Sou dos que reconhece o valor de Mário Centeno, muito respeitado entre os seus pares, tornou-se num ativo fundamental ao ter conseguido devolver a confiança a um país que estava no lixo. Mas não sejamos ingénuos, Centeno está também a queixar-se de si próprio. Em certa medida permitiu que as finanças se subjugassem aos interesses políticos de António Costa.

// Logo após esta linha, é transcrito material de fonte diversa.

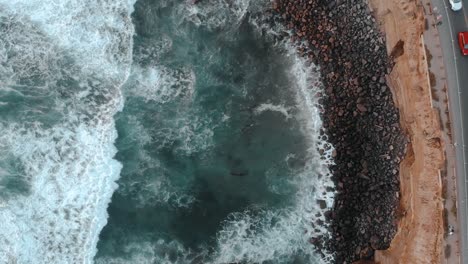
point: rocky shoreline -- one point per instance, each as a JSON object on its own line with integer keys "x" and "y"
{"x": 359, "y": 119}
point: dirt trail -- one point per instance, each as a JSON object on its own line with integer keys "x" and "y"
{"x": 420, "y": 232}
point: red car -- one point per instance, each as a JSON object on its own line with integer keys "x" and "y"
{"x": 463, "y": 41}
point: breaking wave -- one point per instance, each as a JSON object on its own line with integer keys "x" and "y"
{"x": 61, "y": 67}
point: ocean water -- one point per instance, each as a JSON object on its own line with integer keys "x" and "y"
{"x": 157, "y": 131}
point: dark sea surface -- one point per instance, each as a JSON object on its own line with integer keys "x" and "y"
{"x": 207, "y": 123}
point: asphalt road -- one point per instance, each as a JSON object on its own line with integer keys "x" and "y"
{"x": 457, "y": 78}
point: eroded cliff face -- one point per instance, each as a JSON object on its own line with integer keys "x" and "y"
{"x": 360, "y": 119}
{"x": 420, "y": 228}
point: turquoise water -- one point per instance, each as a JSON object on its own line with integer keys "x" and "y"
{"x": 207, "y": 124}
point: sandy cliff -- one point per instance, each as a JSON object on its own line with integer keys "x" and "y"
{"x": 420, "y": 227}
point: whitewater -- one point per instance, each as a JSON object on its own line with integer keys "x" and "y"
{"x": 141, "y": 132}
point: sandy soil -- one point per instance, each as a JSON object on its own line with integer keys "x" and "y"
{"x": 420, "y": 232}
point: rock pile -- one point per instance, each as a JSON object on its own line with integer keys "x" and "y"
{"x": 359, "y": 118}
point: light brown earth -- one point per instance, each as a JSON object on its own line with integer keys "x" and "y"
{"x": 420, "y": 227}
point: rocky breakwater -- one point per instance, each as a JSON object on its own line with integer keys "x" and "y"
{"x": 360, "y": 119}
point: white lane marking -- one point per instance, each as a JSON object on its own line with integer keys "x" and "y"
{"x": 459, "y": 109}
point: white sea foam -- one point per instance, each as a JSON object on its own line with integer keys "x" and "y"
{"x": 160, "y": 84}
{"x": 215, "y": 15}
{"x": 275, "y": 235}
{"x": 69, "y": 164}
{"x": 274, "y": 108}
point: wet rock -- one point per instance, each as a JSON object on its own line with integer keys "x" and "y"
{"x": 359, "y": 119}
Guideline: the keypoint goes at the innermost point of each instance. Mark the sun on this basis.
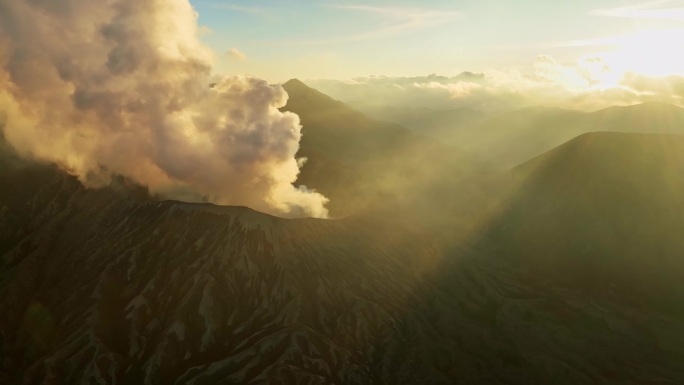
(654, 53)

O mais curioso é que surja agora, quase em final de mandato, a falar-nos da importância da estabilidade. Apesar de tudo o Governo teve-a ao longo destes anos, contrariando as teses do diabo, a união das esquerdas aprovou quatro orçamentos. Ou será que Centeno nos está a dizer que a estabilidade dos últimos anos serviu apenas à lógica de manutenção do poder? A verdade é que de profundo pouco ou nada se alterou. Para um país com tamanha dívida, aos olhos da Europa e das agências de rating Portugal está melhor. Mas, cá dentro, para chegarmos a tal conclusão, somos obrigados a ignorar o estado do SNS, da ferrovia, das escolas e de muitas outras chagas que nos afetam diariamente. E o pior é que chegamos aqui sem qualquer clarificação sobre que sociedade queremos ser ou qual deve ser o papel do Estado, que aliás sai desta experiência ainda mais maltratado. Não se iludam, este mea culpa de Centeno, mais do que assumir o que quer que seja, traz sobretudo um pedido implícito: o PS quer ganhar as eleições e se possível com maioria. Para isso nada melhor do que pôr o Super-Mário a funcionar. Mesmo que se trate do mesmo homem que assinou sempre por baixo e que pode, quem sabe, partir rumo a outra meta.